Parameter | Description |
---|---|
wd=wd1
|
Marks the start of a workload definition. Must appear after the storage definitions and before any run definitions. wd1 is an arbitrary label and must be unique within the definition file. It is recommended that the workload definition name reflect the type of test, e.g.: sdX_wd_r_seq (where sdX is the device label, wd stands for workload definition, r is read workload, seq means sequential workload).
|
sd=sd*
|
The name of the storage definitions to use. There can be more than one, e.g.: sd=(sd1,sd2) . An asterisk (* ) indicates all storage definitions listed in the template. In this example, sd* refers to all storage definitions with a label beginning with sd .
|
xfersize=1024k
|
The data transfer size distribution. Normally use 1024k for Lustre workloads.
|
rdpct=100
|
The percentage number of read transactions in the workload. 0 indicates zero reads (in other words, a 100% write workload). 100 indicates a 100% read workload.
|
seekpct=sequential
|
The percentage of random seeks in the workload. 0 or sequential indicates zero random seeks. 100 or random means every I/O goes to a random seek address.
|
RD: Run Definition
RD, the run definition, specifies the workload definition to run, the IO rates to generate and how long to run for.

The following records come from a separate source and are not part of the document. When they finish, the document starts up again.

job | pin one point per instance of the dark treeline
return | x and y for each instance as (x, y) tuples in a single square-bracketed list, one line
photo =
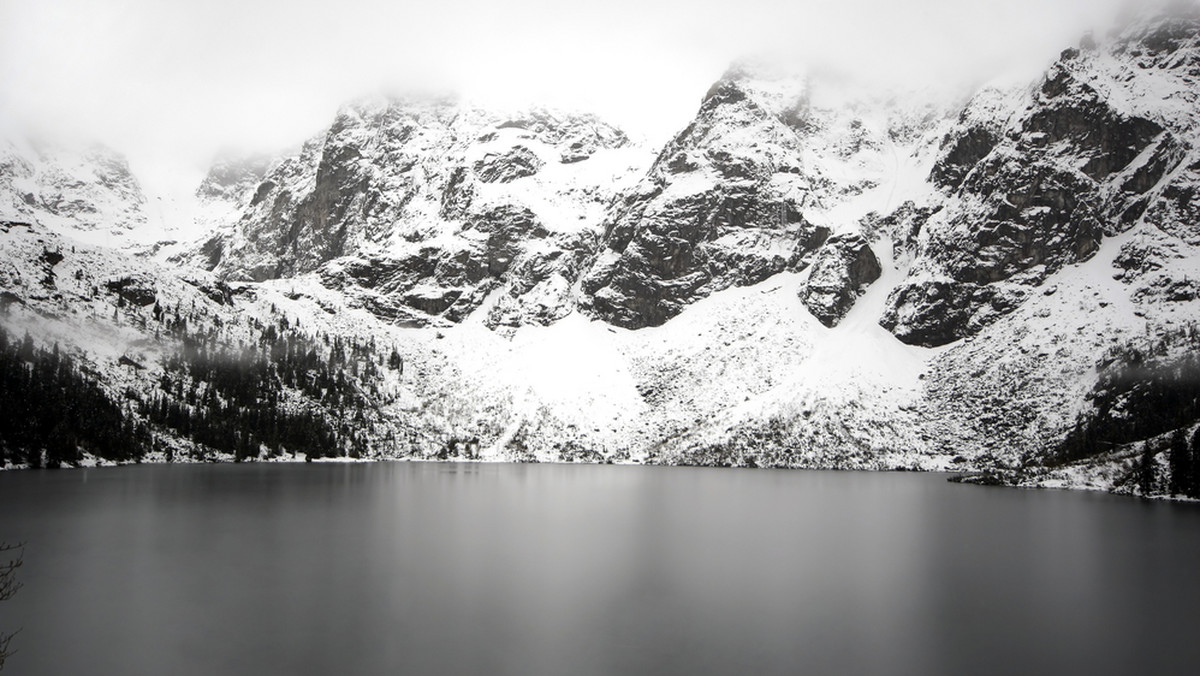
[(1141, 393), (51, 411), (287, 393), (283, 393), (1182, 464)]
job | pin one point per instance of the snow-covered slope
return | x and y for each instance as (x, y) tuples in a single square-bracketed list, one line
[(419, 209), (771, 167), (805, 275), (88, 192)]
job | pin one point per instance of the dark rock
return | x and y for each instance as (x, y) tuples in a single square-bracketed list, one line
[(941, 311), (516, 163), (138, 289), (841, 270)]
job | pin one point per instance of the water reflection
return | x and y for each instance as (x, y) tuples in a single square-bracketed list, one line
[(588, 569)]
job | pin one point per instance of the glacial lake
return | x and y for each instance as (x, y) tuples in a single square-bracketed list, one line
[(553, 569)]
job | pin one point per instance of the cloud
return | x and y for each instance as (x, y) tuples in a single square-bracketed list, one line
[(172, 83)]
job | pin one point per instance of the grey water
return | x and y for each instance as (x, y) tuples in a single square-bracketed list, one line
[(431, 568)]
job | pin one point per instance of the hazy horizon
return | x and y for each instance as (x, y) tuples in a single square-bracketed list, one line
[(173, 85)]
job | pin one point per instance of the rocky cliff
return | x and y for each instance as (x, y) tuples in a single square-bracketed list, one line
[(420, 209)]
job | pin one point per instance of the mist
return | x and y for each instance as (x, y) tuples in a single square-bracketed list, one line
[(174, 84)]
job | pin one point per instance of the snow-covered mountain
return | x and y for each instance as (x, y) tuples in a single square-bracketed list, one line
[(87, 192), (805, 275), (420, 209)]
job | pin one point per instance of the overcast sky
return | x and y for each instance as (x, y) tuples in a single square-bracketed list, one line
[(172, 82)]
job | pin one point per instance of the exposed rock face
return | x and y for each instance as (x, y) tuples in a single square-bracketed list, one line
[(70, 190), (723, 205), (419, 209), (138, 289), (507, 167), (1037, 183), (233, 179), (840, 273)]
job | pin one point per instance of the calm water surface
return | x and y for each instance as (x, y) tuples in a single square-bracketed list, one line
[(531, 569)]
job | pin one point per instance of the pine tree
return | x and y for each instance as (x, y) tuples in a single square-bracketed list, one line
[(1180, 461)]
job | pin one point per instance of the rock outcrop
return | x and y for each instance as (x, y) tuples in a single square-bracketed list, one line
[(420, 209), (840, 273), (1037, 183)]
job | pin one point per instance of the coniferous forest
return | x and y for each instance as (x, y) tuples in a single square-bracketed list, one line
[(286, 393)]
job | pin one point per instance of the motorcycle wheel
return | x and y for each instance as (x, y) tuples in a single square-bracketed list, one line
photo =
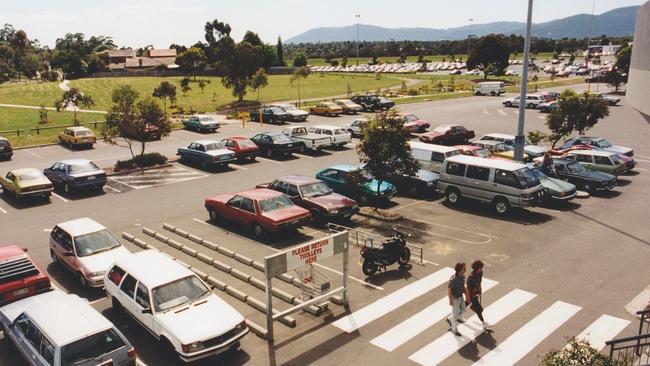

rd=run1,wd=wd1,iorate=max,elapsed=100,interval=10,warmup=20,forthreads=(1-1024,d) rd=run2,wd=wd2,iorate=max,elapsed=100,interval=10,warmup=20,forthreads=(1-1024,d)
Parameter | Description |
---|---|
rd=run1
|
Marks the start of a run definition. Must appear after the storage definitions and workload definitions. run1 is an arbitrary label, unique within the definition file. It is recommended that the run definition name reflect the test characteristics, e.g.: sdX_run_r_seq_iomax (sdX is the device label, run menas run definition, r for read workload, seq for sequential workload, iomax means maximum I/O rate).
|
wd=wd1
|
The workload definition(s) to use. Normally just select one. |
elapsed=100
|
The time, in seconds, for each run. Must be at least 2x the reporting interval. Does not include any warmup time, if specified (total run time will be elapsed time plus warm-up). |
interval=10
|
The reporting interval, i.e. the number of seconds between each report update. |
warmup=20
|
The time to wait before recording results in the run total. Must be a multiple of the reporting interval. In the above example, the first 2 reports will not be recorded in the overall results. The result of the warmup runs will still be reported in the output but will not form part of the overall result. |
forthreads=(1-1024,d)
|
Create a loop for generating results for different thread counts. (1-1024,d) represents a range from 1 to 1024 threads, (d)oubling the thread count on each iteration (i.e. 1, 2, 4, 8, 16, ... 1024).
|
Running VDBench
When executing the vdbench
command, use the -f
flag to refer to the input test definition and -o
to refer to the output directory that will contain the results. e.g.:
./vdbench -f sdb_read_write -o o_sdb_read_write
The input definition file name should conform to the following format:
input_<device>_<test type>_test
e.g.:
input_sdb_rw_test
The output directory name should conform to the following format:
o_<device>_<test type>_test.tod
e.g.:
o_sdb_rw_test.tod
The suffix, .tod
, instructs VDBench to add the date and time of day as the suffix to the output directory. This helps to prevent test results data being overwritten on repeat test runs.